Fey: Inzwischen machen wir das sehr häufig. Es gibt auch verschiedene Möglichkeiten: Es gibt auch eine Bewährung. Man kann also nach einiger Zeit des Verbotes auch wieder vorsprechen und sagen, dass an sich gebessert habe. Wir wollen ja nicht dass diese Menschen – das sind ja Fans – von den Spielen ausgeschlossen sind. Wir wollen, dass sie sich in einem normalen Maß im Stadion verhalten.

DOMRADIO.DE: Wie kriegt man denn nun wieder Ordnung in die Stadien - sodass man da auch in Zukunft mit seinen Kindern zum Spiel gehen kann?
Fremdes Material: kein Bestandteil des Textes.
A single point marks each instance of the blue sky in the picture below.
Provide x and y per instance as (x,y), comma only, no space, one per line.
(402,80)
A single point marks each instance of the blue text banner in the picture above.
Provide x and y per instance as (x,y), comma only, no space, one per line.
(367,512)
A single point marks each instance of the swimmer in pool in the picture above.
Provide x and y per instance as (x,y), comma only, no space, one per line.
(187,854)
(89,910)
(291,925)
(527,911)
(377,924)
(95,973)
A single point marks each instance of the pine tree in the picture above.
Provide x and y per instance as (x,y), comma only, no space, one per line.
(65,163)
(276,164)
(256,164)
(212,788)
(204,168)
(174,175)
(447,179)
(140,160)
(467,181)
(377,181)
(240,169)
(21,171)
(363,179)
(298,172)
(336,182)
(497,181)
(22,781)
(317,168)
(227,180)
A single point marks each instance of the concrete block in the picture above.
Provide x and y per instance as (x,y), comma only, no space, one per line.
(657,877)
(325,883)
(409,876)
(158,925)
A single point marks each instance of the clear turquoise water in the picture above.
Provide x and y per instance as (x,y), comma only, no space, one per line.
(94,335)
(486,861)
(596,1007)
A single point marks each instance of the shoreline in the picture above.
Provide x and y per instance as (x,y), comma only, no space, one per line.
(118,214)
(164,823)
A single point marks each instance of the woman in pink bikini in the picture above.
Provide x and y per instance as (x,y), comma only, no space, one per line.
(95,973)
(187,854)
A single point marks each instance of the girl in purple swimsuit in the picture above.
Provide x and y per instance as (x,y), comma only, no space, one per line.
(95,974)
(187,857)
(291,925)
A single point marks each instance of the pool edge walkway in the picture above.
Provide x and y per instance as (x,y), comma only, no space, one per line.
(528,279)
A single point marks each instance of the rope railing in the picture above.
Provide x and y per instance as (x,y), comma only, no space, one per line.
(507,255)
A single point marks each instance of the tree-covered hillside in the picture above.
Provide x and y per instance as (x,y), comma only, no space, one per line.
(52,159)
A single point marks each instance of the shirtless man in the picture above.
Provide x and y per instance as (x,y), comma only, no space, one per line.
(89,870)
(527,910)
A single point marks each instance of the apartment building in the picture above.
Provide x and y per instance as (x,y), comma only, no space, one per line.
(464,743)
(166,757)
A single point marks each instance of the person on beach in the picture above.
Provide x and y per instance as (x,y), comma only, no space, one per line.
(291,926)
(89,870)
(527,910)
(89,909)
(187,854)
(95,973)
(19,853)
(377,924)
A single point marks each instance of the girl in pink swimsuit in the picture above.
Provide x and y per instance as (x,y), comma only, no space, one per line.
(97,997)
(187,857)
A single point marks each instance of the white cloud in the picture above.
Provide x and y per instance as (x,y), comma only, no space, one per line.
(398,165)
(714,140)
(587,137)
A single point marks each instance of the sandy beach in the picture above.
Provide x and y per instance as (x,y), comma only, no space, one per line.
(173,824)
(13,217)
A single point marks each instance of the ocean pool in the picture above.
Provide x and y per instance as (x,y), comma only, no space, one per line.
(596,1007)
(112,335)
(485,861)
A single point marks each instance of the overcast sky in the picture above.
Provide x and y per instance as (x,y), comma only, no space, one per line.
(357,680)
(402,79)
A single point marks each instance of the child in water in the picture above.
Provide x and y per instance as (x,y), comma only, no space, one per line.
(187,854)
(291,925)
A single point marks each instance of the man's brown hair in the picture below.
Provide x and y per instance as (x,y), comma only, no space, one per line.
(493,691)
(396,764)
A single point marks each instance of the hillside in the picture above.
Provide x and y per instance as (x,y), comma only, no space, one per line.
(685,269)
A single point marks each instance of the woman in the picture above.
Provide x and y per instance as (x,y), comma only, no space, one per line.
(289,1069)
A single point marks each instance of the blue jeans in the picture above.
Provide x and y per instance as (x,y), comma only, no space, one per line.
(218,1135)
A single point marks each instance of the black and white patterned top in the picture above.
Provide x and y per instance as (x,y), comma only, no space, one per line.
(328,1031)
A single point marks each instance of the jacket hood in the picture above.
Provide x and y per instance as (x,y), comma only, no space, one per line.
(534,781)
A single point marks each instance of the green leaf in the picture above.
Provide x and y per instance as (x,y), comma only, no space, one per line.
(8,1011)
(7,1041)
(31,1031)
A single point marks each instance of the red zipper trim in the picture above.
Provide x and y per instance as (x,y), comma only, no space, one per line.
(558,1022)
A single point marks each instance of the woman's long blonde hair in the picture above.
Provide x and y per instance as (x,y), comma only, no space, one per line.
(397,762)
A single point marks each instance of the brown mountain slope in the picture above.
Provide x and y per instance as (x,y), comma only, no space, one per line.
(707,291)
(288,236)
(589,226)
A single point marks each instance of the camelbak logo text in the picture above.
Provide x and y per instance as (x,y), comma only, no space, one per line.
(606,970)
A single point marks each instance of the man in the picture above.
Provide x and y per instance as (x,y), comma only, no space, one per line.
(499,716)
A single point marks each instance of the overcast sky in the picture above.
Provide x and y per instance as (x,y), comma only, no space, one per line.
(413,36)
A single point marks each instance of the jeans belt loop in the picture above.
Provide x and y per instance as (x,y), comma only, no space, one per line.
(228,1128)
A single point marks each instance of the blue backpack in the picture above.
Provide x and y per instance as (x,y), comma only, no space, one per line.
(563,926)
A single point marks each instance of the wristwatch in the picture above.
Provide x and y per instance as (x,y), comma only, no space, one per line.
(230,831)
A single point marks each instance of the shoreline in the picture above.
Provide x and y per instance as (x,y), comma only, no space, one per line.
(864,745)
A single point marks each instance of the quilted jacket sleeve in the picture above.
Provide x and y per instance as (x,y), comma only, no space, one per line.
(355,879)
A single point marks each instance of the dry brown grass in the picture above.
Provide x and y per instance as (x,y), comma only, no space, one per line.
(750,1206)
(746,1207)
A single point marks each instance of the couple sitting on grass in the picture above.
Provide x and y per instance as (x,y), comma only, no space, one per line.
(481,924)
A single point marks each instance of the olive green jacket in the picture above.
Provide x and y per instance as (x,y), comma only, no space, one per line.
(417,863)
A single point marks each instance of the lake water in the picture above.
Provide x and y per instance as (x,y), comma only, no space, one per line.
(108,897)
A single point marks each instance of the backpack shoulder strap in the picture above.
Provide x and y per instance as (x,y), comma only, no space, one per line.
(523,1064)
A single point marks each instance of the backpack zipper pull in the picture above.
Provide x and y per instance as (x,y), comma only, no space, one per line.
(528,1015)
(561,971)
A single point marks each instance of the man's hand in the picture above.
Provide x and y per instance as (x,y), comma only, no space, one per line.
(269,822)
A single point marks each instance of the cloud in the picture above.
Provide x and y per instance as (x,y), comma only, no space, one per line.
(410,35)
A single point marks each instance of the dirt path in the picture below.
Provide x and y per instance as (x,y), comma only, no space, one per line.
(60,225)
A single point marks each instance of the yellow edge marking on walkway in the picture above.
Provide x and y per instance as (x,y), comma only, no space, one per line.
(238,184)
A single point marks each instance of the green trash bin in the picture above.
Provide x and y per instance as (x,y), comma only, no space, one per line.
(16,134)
Denn solche Krawallkrakeler möchte man seinen Kindern doch nicht zumuten.

Fey: Ich bin ganz zuversichtlich. Momentan sprechen wir darüber, dass wir ab jetzt eine klare Kante zeigen, es als No-Go brandmarken und sagen: "Hier ist jetzt wirklich eine absolute Grenze." Es kann nicht sein, dass wenige einen so großen Verein mit hunderttausend Mitgliedern und ein Stadion mit zehntausenden von Zuschauern derartig in Haft nehmen und mit den Gewaltszenarien und Ausrastern ein Bild über den FC zeichnen, das nicht der Realität entspricht. Wir gelten ja schon als Verein mit ausgesprochen gewaltbereiter Fan-Szene. Das muss aufhören.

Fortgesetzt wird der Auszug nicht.